To train for rowing, Smart runs ultramarathons: distances over a standard 26-mile marathon. So far, Smart has run a fifty-miler and several thirty-milers, including a 28.4 mile Quad Dipsea spanning 12 hours in which she ran from her house to Stinson Beach and back four times. She will spend her gap year training for the HURT 100 in January 2023, a 100-mile endurance run in Oahu, Hawaii.

“There’s an aspect I really like about ultra running,” Smart said. “I get my best thinking done during those 12 hour runs.”

In addition to rowing and ultra-running over her gap year, Smart wants to work part-time at REI to get discounts on gear for ultra-running. She also hopes to lay the groundwork for a non-profit organization dedicated to combating and researching drug addiction in America. 

“I want to have a basis of a non-profit and get more expertise and build on that so that I can come out of college hopefully taking [action] on more of a legislative level,” said Smart.

Unlike Smart, Redwood alum and current freshman at Duke University, Lauren Steele, did not take a gap year by choice. Graduating from Redwood in June 2020, COVID-19 rendered the chance of a “normal” first year of college impossible. Hoping that school would return to in-person in the fall, Steele was initially reluctant to defer her enrollment and debated for months whether or not to take a gap year.

“I felt like I was ready to go to college, so I wasn’t taking a gap year because I thought I needed time. I graduated from Redwood and I felt super ready,” said Steele. “I was really nervous to be a year behind my friends. I was also nervous that I wouldn’t find things to do on the gap year…It was just a lot of uncertainty. I didn’t really know what to expect from a gap year, I didn’t really have people to reach out to to ask what things would be like. No one had lived through a pandemic before.”
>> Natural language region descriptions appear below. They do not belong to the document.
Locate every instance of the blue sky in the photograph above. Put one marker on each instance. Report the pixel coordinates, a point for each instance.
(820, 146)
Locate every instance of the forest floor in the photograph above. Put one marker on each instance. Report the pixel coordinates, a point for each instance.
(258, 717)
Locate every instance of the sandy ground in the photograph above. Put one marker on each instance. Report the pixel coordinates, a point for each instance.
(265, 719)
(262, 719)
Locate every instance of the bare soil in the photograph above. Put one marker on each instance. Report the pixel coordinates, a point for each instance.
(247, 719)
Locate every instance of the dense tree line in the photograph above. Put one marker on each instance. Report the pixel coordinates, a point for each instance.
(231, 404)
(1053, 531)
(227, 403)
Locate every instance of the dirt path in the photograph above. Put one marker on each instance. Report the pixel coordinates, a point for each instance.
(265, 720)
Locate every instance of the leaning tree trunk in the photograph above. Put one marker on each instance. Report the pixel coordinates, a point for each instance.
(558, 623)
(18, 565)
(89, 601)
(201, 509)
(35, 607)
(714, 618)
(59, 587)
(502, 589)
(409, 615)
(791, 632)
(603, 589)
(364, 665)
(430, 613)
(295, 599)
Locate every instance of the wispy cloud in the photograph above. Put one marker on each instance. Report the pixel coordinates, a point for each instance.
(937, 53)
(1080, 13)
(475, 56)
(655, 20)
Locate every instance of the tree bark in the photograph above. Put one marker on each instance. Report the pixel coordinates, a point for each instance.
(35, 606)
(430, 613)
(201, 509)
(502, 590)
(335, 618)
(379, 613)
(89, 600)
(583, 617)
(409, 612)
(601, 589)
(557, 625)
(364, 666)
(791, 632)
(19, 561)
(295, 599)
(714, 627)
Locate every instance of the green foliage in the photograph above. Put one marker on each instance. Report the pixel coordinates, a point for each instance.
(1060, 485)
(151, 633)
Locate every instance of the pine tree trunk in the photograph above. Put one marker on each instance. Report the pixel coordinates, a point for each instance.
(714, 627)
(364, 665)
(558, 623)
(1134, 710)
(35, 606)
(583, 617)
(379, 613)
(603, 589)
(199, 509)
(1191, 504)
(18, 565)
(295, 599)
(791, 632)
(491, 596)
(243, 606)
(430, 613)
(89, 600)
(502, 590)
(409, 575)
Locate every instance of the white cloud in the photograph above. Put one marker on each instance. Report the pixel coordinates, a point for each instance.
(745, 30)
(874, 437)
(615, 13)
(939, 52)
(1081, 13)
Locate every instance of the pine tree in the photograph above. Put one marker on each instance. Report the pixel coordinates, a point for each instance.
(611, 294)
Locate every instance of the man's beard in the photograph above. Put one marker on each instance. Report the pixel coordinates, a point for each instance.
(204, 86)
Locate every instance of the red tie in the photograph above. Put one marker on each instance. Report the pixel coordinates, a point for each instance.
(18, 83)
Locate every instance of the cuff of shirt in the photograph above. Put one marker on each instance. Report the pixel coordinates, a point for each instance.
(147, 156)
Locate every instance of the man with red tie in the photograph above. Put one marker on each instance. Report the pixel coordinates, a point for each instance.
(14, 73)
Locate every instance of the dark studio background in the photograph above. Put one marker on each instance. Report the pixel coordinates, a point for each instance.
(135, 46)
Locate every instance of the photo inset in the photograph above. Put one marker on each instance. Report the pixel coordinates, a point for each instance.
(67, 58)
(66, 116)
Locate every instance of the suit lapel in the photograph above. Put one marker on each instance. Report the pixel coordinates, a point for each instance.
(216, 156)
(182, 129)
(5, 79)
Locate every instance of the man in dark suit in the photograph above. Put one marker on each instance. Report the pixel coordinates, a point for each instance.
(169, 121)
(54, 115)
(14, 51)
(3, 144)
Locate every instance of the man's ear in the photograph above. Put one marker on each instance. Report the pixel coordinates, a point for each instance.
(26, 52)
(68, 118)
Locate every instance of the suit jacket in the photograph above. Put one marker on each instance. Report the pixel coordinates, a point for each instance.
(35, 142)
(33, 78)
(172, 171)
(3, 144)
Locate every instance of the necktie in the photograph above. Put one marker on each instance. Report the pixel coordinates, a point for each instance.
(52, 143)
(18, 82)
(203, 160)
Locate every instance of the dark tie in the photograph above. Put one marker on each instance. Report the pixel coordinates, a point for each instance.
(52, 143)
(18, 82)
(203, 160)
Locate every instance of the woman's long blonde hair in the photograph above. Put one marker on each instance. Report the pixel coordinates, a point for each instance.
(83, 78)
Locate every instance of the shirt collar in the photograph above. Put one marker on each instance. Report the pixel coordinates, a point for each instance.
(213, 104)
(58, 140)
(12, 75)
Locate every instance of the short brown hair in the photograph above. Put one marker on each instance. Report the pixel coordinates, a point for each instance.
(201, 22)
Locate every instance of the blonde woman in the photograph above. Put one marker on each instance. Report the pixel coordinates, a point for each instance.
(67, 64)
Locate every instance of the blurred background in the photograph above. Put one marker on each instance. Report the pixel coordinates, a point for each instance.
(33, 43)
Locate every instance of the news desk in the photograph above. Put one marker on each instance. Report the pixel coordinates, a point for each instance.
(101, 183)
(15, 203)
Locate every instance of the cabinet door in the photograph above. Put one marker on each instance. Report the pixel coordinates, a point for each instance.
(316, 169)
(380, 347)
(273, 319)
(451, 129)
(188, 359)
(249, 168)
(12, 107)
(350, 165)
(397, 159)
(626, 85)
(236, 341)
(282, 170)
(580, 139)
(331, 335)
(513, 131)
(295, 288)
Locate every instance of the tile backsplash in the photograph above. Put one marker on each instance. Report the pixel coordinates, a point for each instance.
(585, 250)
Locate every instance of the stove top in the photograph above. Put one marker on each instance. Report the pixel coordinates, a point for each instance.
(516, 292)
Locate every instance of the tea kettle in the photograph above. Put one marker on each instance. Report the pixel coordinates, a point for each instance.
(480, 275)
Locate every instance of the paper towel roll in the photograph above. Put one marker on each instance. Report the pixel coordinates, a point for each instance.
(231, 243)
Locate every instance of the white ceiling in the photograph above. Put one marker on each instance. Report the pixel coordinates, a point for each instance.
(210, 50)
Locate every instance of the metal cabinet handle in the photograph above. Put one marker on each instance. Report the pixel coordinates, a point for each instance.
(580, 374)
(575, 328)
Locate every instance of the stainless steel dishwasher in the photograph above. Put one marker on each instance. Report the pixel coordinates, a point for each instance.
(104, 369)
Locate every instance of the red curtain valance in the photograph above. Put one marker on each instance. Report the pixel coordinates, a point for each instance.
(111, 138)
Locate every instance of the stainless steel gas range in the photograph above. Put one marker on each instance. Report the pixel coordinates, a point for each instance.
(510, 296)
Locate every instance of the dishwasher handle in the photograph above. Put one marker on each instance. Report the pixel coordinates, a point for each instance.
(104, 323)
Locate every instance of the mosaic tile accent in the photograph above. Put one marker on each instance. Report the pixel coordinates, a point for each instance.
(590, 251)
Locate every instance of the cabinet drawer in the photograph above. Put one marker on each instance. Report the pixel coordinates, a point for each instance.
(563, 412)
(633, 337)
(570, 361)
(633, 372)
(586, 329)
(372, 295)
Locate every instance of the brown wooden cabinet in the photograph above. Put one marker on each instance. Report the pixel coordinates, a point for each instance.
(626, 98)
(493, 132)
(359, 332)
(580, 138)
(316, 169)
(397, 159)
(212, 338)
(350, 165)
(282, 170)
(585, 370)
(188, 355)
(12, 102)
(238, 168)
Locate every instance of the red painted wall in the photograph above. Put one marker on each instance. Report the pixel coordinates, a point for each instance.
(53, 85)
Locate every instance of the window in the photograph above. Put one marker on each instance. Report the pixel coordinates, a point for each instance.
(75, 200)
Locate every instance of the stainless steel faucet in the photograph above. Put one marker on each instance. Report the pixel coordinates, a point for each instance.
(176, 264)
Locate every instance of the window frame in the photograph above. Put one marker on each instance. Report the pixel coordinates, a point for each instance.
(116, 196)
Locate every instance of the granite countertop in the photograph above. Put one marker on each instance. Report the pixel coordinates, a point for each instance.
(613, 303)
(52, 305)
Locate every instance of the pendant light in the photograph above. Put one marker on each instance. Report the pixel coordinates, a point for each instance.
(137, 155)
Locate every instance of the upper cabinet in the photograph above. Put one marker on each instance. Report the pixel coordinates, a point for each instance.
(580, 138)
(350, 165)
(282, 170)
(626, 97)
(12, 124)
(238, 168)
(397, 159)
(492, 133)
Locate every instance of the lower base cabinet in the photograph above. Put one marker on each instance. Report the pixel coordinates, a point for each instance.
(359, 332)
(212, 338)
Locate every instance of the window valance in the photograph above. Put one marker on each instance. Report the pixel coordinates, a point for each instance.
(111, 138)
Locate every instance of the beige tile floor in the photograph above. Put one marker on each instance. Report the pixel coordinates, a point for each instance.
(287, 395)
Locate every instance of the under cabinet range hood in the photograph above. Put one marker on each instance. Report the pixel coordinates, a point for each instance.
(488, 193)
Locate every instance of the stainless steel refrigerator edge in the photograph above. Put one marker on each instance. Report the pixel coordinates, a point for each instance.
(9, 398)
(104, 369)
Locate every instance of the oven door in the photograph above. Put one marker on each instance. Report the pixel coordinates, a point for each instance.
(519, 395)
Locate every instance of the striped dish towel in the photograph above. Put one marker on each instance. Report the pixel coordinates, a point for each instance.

In the end, Steele’s fear that she would not find things to do during her gap year did not come true in the slightest. Her gap year itinerary consisted of everything from a backpacking trip around the Western United States, to moving to Hawaii with two other deferred Duke students where she worked at a scuba diving shop, to a Spanish language program in Costa Rica as well as an internship in Israel.

Bungee jumping in Monteverde, Costa Rica, Lauren Steele spent several weeks abroad doing a Spanish language program (Photo courtesy of Laureen Steele)

Absolutely jam-packed with travel, meeting new people and experiencing new things, Steele could not be happier with her gap year.

“It was a really incredible year and looking back, I would do it over again. It was a ton of unique experiences … I’ve lived on my own, not in a dorm, not going to work, and I got to do programs and meet other kids from all over the world,” said Steele. “…COVID-19 was the reason that I took a gap year, but looking back I should have done it regardless. I’m glad [I was] prompted to do that.” 

Although both Steele and Smart share incredibly ambitious gap year plans, Redwood’s College and Career counselor Becky Bjursten explained that gap years can look different for every student. 

“It can be something as simple as having a job like working at Trader Joe’s for a year and earning money to help pay for college, or it can be traveling and adding something to your overall applicant perspective.”

Bjursten said that “losing momentum” is a common fear among Redwood students deciding whether to take a gap year.

 “You’re going to stop high school, have that in-between, and then have to start learning again, so I think defining what that gap year means to you is really an important

part of it,” Bjursten said. “A gap year is a time to grow, to pursue things that you’re interested in, to have new experiences…You’re going to be so much better and more mature of a student if you have this extra time to pursue something that’s important to you.”